Volume XXXIX-B1
Int. Arch. Photogramm. Remote Sens. Spatial Inf. Sci., XXXIX-B1, 503-508, 2012
https://doi.org/10.5194/isprsarchives-XXXIX-B1-503-2012
© Author(s) 2012. This work is distributed under
the Creative Commons Attribution 3.0 License.
Int. Arch. Photogramm. Remote Sens. Spatial Inf. Sci., XXXIX-B1, 503-508, 2012
https://doi.org/10.5194/isprsarchives-XXXIX-B1-503-2012
© Author(s) 2012. This work is distributed under
the Creative Commons Attribution 3.0 License.

  27 Jul 2012

27 Jul 2012

A LOCATION-TRACKING TESTBED USING VISION-ASSISTED SCHEME FOR WIRELESS SENSOR NETWORKS

F. Tsai1,2, Y. S. Chiou1, and H. Chang2 F. Tsai et al.
  • 1Center for Space and Remote Sensing Research, National Central University, Jhongda Rd., Jhongli, Taiwan
  • 2Department of Civil Engineering, National Central University, Jhongda Rd., Jhongli, Taiwan

Keywords: Alpha-Beta Filtering, Kalman Filtering, Location Tracking, Normalized Cross Correlation, WSN

Abstract. This paper presents the performance of an efficient location tracking algorithm based on Alpha-Beta (α-β) filtering with vision-assisted in a wireless sensor network (WSN) environment. With a vision-assisted calibration technique based on normalized cross-correlation scheme, the proposed approach is an accuracy enhancement procedure that effectively removes system errors causing uncertainty in measuring a dynamic environment. That is, using the vision-assisted approach to estimate the locations of the reference nodes as landmarks, an α-β tracking scheme with the landmark information can calibrate the location estimation and improve the corner effect.

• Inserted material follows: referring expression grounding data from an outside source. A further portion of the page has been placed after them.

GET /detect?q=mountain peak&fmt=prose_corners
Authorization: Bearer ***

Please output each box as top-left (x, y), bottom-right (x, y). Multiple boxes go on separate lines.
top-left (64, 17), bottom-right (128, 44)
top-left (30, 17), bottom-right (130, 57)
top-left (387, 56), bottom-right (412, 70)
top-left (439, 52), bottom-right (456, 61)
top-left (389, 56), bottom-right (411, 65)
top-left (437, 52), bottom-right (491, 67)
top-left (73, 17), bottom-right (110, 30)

The experimental results demonstrate that the proposed location-tracking algorithm combining vision-assisted scheme with α-β filtering approach can achieve an accurate location very close to the traditional Kalman filtering (KF) algorithm in a ZigBee positioning platform. As compared with the KF-based approach, the proposed tracking approach can avoid repeatedly calculating the Kalman gain and achieve reasonably good performance with much lower computational complexity.